Next time you sit down for a family meal, think twice about what you do with what’s left. A new report released by the Waste and Resources Action Program in the UK, has some pretty stunning statistics.
According to the report, about 60 million metric tons of food are wasted a year in the U.S., with an estimated value of $162 billion. About 32 million metric tons of it end up in municipal landfills, at a cost of about $1.5 billion a year to local governments. And it’s not just in the U.S.
Worldwide, about 30 percent of the food produced for human consumption each year goes to waste. That’s about 1.3 billion tons. And the problem isn’t just an ethical one (all of the food wasted by wealthy countries could feed all of the world’s 870 million hungry people, according to the Food and Agriculture Organization of the United Nations).
To understand the true environmental effect of wasting food, it’s important to look at the journey of food from production to table to consumption or landfill. To produce all of this extra food, there are additional chemicals like pesticides that are used unnecessarily. Then, those foods are stacked on trucks, which use more fuel to transport them.
And, once the food is wasted, it usually ends up in landfills, where it rots and creates methane, a super-potent greenhouse gas that contributes to global warming. Around the globe, this process creates about 3.3 billion tons of greenhouse gases a year–not an insignificant amount.
How to Minimize Food Waste
Of course, it’s nearly impossible to cook just the right amount for every meal (especially when you’re dealing with any picky eaters in the family). So what can you do to minimize food waste?
1) Be strategic about leftovers
If you cook more than you think you’ll finish in one sitting, store leftovers properly and reimagine them for a future meal instead of just reheating them. For example, meatloaf from tonight’s dinner can make a tasty sandwich for tomorrow’s lunch. Or breaded chicken cutlets can be reborn in a nice casserole the next day.

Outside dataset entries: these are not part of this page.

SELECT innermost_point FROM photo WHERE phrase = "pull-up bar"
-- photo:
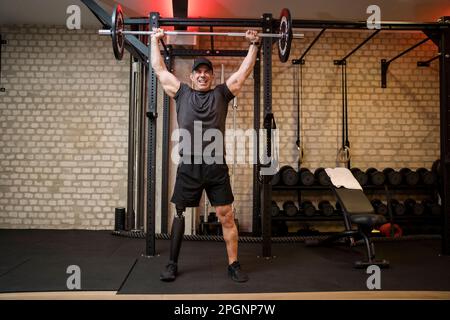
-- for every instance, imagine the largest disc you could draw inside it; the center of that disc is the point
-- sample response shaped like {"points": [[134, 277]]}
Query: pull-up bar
{"points": [[341, 61], [301, 60], [427, 63], [385, 64]]}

2) Monitor expiration dates
Take stock of your refrigerator regularly and move older items to the front so you don’t lose track of older foods until it’s already too late. The same goes with canned food and frozen foods, which–surprise, surprise—don’t last forever!
3) Split a dish with a friend
It’s become a big trend (literally) for restaurants to serve enormous portions so diners feel like they’re getting a lot for their money. If you suspect you might not eat leftovers that you bring home, head it off at the pass. Consider splitting your dish with a friend.